Two obits

In the November 23rd NYT, two obits: for jazz musician Paul Motian (aged 80) and pollster George Gallup Jr. (aged 81).

Motian (pronounced like motion) was described by Ben Ratliff in the Times as “a drummer, bandleader, composer and one of the most influential jazz musicians of the last 50 years”. He played with Bill Evans, Keith Jarrett, Joe Lovano, Bill Frisell, the members of the Electric Bebop Band (which became the Paul Motian Band), and many others. Over the years, he moved from swing-based rhythms to free improvisation and often challenging music, with irregular phrasing and just barely discernible melody lines.

The death notices and other materials on his life and work are notable for their almost complete absence of detail about his personal life. Though one of the most congenial and collaborative of musicians, he was a very private person.
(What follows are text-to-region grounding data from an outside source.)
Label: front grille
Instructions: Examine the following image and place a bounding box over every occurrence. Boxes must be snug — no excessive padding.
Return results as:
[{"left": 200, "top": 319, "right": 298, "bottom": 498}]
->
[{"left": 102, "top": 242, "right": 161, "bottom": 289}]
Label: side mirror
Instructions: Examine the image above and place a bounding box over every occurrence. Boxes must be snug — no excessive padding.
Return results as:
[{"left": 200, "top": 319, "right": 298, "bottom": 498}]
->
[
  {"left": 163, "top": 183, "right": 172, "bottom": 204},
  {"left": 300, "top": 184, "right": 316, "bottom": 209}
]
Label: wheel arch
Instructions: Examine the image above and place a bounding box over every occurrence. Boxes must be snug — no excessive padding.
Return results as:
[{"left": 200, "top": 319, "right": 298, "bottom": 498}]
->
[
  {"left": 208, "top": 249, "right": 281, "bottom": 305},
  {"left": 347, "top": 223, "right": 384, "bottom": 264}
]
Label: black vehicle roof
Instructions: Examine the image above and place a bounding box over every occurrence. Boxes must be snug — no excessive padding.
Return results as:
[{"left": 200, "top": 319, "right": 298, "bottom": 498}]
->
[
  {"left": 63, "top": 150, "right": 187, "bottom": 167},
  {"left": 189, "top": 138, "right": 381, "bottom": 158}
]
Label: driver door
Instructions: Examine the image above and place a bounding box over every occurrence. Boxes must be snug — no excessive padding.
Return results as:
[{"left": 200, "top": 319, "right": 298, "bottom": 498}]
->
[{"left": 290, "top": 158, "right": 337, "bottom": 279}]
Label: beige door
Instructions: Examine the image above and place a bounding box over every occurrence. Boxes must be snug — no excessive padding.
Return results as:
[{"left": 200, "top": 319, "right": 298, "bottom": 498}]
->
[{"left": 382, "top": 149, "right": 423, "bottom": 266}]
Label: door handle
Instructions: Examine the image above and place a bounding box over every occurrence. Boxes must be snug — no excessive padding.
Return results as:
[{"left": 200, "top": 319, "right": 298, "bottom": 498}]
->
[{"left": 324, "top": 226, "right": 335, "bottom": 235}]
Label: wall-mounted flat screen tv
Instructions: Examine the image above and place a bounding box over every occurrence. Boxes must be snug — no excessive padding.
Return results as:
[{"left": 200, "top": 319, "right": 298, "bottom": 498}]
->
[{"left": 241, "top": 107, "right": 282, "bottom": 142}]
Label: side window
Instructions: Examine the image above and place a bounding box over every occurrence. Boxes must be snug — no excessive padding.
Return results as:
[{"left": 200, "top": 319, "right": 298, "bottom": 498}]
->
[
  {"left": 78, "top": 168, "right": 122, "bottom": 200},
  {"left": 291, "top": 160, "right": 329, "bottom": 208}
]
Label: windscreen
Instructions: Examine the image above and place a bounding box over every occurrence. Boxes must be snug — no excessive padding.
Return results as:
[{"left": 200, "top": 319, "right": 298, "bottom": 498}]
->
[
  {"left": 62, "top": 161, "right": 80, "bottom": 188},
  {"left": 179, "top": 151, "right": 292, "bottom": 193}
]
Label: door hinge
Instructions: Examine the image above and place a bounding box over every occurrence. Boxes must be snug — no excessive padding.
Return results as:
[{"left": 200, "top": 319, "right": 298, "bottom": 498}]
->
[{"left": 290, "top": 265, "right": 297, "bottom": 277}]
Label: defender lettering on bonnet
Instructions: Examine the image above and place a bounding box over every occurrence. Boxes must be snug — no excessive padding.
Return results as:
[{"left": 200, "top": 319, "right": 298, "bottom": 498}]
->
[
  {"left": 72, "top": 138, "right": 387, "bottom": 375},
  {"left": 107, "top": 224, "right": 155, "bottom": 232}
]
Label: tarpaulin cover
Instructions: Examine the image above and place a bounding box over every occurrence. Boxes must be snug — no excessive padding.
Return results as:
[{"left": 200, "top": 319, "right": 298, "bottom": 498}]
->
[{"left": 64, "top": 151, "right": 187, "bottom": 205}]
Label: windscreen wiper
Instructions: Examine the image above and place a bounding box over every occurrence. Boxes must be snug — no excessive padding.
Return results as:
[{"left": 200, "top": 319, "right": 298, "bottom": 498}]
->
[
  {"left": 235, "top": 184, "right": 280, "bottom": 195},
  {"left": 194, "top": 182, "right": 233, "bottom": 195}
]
George Gallup Jr. (his professional name; in fact he was George Horace Gallup III), in contrast, was a public person, leading the Gallup Poll firm and founding the Princeton Religion Research Center and (later) the George H. Gallup Foundation. He was a 1953 graduate of Princeton and lived in Princeton for most of his life. He was active with the Princeton Savoyards for a while; in 1961 he sang in a production of The Mikado — in which I was assistant stage manager and my roommate sang one of the leads.